HomeArtificial IntelligenceData Poisoning: How Artists Sabotage AI to Get Revenge on Image Generators

Data Poisoning: How Artists Sabotage AI to Get Revenge on Image Generators

Imagine. You need a picture of a balloon for a piece presentation and switch to a text-to-image generator like Midjourney or DALL-E to create an appropriate image.

You enter the prompt: “Red balloon against a blue sky,” however the generator returns a picture of an egg as a substitute. They try again, but this time the generator shows a picture of a watermelon.

What's up?

The generator you might be using could also be “poisoned”.

What is “data poisoning”?

Text-to-image generators work by being trained on large datasets containing hundreds of thousands or billions of images. Some generators, equivalent to those from Adobe or Getty, are only trained with images that the generator is the manufacturer of or has a license to make use of.

However, other generators have been trained by randomly scraping online images, lots of which could also be copyrighted. This has led to lots Copyright Infringement Cases where artists have accused big tech corporations of stealing their work and making the most of it.

This can be where the concept of ​​“poison” comes into play. Researchers seeking to empower individual artists recently developed a tool called “Nightshade” to defend against unauthorized image scraping.

The tool works by subtly changing the pixels of a picture in a way that impairs machine vision but leaves the image unchanged to the human eye.

If a corporation then evaluates one in all these images to coach a future AI model, its data pool is “poisoned.” This could cause the algorithm to incorrectly learn to categorise a picture as something that a human would visually recognize to be unfaithful. As a result, the generator may produce unpredictable and unintended results.

Poisoning symptoms

As in our earlier example, a balloon could turn into an egg. A request for a Monet-style image might return a Picasso-style image as a substitute.

Some of the issues with previous AI models, equivalent to: Some issues, equivalent to problems accurately depicting hands, could reoccur. The models could also add other strange and illogical features to the pictures – equivalent to six-legged dogs or deformed sofas.

The higher the variety of “poisoned” images within the training data, the greater the interference. Because of the best way generative AI works, the damage from “poisoned” images also impacts related prompt keywords.

For example, using a “poisoned” image of a Ferrari in training data might also affect quick results for other automobile brands and other related terms equivalent to vehicle and automobile.

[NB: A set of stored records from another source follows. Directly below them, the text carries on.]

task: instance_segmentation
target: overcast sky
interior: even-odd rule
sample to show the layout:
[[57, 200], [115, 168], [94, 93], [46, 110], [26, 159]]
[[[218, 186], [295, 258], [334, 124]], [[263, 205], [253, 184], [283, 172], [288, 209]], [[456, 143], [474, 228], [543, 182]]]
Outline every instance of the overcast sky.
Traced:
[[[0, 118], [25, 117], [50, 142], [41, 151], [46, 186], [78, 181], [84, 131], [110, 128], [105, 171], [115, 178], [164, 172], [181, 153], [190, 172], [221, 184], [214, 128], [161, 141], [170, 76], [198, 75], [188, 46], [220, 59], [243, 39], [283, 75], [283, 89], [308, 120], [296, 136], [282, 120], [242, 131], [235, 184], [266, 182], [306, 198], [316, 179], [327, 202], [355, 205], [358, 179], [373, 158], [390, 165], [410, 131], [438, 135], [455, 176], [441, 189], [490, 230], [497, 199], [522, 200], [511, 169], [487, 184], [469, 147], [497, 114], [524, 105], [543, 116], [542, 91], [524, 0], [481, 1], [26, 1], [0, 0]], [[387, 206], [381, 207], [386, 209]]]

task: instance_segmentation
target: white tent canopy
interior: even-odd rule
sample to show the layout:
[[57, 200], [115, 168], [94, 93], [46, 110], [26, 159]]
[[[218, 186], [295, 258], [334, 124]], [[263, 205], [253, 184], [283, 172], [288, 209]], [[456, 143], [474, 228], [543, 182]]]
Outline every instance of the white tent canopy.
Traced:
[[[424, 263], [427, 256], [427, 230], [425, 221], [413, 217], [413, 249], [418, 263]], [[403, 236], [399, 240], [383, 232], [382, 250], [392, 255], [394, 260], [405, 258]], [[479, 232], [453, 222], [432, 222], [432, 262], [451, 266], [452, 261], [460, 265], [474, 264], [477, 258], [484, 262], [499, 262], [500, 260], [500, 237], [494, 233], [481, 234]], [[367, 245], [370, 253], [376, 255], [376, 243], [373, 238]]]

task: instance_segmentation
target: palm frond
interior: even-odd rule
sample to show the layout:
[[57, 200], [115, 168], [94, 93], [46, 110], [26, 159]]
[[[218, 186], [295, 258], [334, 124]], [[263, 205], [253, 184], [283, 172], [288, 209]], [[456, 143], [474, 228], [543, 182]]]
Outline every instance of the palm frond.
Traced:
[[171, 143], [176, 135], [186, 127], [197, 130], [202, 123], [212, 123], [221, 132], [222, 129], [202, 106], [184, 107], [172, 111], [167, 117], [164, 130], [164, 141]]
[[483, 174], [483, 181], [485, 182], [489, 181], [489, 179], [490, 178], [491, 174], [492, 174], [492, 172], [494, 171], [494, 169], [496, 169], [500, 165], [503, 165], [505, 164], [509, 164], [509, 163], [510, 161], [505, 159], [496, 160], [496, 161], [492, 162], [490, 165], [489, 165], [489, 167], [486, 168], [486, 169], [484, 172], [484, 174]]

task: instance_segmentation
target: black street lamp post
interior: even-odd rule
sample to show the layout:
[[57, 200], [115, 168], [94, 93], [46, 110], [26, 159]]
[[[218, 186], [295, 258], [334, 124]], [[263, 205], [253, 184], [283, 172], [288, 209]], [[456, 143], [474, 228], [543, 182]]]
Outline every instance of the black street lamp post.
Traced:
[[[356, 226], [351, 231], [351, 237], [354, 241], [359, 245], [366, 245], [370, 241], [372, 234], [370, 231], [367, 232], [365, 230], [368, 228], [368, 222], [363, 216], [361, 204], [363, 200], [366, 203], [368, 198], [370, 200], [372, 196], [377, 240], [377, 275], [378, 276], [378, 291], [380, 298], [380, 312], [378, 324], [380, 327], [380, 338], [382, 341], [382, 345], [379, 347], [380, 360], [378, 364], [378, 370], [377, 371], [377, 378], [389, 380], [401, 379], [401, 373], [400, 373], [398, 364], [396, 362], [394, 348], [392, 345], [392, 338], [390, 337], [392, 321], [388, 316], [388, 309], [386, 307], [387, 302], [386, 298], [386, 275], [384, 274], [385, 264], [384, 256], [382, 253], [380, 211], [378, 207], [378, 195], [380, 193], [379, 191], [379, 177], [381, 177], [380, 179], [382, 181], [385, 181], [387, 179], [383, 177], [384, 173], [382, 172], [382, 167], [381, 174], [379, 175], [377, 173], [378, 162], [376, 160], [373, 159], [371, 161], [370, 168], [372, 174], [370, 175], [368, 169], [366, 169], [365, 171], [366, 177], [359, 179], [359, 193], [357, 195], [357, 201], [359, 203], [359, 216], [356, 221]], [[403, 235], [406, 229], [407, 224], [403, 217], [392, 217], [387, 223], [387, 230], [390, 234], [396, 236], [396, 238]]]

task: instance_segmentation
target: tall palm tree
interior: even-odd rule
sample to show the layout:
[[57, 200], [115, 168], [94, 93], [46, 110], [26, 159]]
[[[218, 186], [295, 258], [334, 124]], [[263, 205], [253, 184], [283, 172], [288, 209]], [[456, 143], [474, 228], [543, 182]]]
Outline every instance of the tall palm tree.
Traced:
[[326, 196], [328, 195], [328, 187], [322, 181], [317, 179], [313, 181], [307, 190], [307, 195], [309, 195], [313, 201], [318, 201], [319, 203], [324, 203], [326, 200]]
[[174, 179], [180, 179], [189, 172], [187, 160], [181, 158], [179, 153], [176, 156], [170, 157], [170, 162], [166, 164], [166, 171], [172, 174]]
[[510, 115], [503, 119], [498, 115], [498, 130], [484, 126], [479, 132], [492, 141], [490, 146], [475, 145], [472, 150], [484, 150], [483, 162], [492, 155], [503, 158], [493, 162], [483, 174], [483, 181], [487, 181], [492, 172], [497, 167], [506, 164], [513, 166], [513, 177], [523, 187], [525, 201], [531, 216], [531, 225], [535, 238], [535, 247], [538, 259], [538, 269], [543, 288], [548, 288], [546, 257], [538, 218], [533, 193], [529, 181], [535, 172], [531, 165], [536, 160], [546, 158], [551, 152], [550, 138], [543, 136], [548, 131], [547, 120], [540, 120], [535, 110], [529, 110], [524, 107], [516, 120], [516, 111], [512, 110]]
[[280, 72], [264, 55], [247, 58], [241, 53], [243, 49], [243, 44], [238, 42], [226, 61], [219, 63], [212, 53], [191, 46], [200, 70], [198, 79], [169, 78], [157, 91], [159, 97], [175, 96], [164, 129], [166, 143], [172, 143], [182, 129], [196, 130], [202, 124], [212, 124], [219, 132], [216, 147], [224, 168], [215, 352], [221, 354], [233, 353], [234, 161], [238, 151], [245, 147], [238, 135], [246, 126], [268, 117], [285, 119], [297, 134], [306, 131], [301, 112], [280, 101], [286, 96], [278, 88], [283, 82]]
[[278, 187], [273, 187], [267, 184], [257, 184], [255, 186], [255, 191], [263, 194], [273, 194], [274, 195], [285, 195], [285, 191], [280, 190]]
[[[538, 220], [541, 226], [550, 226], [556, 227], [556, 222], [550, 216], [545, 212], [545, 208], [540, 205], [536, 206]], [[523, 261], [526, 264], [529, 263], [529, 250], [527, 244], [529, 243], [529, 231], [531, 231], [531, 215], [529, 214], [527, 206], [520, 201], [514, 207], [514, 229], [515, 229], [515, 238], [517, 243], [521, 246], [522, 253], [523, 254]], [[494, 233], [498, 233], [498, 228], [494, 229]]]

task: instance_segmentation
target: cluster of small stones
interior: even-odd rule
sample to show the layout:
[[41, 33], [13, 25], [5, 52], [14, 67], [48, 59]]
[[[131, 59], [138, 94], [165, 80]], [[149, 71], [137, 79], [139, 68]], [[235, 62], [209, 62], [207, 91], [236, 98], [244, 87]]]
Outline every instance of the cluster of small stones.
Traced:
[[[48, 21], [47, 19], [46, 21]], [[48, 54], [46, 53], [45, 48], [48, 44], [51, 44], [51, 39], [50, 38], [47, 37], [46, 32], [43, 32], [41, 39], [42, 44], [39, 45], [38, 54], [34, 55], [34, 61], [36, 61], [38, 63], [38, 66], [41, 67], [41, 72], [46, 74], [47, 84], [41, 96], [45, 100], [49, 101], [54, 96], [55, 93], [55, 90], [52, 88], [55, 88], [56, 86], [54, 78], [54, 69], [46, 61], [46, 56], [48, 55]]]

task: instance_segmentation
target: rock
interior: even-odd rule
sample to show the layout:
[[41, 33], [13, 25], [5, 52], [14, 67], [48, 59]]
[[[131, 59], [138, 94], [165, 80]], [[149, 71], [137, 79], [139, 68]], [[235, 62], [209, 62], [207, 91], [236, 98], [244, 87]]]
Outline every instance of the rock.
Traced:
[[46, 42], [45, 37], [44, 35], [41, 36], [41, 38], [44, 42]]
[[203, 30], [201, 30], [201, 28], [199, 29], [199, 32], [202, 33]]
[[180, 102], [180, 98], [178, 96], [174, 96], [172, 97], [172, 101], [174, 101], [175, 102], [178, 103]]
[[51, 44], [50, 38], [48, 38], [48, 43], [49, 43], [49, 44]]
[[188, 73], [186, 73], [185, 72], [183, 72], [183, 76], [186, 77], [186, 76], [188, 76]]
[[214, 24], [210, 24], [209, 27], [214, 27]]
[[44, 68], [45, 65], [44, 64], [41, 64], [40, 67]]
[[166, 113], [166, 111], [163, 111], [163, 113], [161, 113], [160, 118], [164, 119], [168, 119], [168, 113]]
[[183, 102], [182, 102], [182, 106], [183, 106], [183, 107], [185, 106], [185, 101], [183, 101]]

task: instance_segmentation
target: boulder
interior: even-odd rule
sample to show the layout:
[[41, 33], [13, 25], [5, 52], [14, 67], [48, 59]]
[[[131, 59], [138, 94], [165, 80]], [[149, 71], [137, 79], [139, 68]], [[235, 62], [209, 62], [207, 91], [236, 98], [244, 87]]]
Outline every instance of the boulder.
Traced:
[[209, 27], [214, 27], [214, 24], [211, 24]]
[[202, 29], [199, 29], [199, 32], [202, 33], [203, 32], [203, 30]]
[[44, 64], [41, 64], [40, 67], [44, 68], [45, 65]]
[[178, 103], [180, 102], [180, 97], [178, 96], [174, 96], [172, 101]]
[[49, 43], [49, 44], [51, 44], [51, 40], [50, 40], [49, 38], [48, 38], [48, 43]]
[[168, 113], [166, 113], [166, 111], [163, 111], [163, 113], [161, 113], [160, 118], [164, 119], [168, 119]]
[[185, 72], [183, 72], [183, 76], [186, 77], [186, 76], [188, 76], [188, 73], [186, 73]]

Nightshade's developer hopes the tool will lead major tech corporations to be more respectful of copyright, nevertheless it's also possible that users will abuse the tool and intentionally upload “poisoned” images to generators to disrupt their services.

Is there an antidote?

In response, stakeholders have proposed a variety of technological and human solutions. The most blatant is to pay more attention to where the input data comes from and the way it will possibly be used. This would lead to less indiscriminate data collection.

This approach challenges a widely held belief amongst computer scientists: that data found online could be used for any purpose they see fit.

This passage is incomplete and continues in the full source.